Coupling Tsunamis with the Ionosphere: A New Modeling Approach

Abstract:

Tsunamis can generate gravity waves propagating upward through the atmosphere and induce total electron content (TEC) disturbances in the ionosphere. The wave propagation has been captured by waveform models, which are effective but lack physical consistency. For the first time, we have implemented tsunami-generated gravity waves into the Global Ionosphere-Thermosphere Model (GITM) to develop a fully physics-based three-dimensional model describing the upper atmosphere under the influence of tsunamis. The model takes tsunami wave characteristics, including the wave heights, wavelengths and propagation velocities at the ocean surface as input parameters and characterizes the ionosphere-thermosphere between altitudes 100km and 600km. The computational region and grid resolution in the horizontal direction can be specifically adjusted according to applications.

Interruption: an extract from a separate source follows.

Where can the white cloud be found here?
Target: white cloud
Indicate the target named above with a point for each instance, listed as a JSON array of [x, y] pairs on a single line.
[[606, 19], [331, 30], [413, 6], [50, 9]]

As an initial application and test case, we simulate the ionosphere-thermosphere above the US west coastal region where the tsunamis caused by the 2011 Tokohu earthquake arrived and caused disturbances in the ionosphere. To validate our modeling approach, the GITM-simulated TEC disturbances are compared with GPS-derived TEC measurements at multiple geographic locations. We envision that modeled and measured TEC perturbations could play a critical role in detecting and imaging the upper atmospheric signatures of natural hazards including earthquakes, tsunamis, and volcanic eruptions.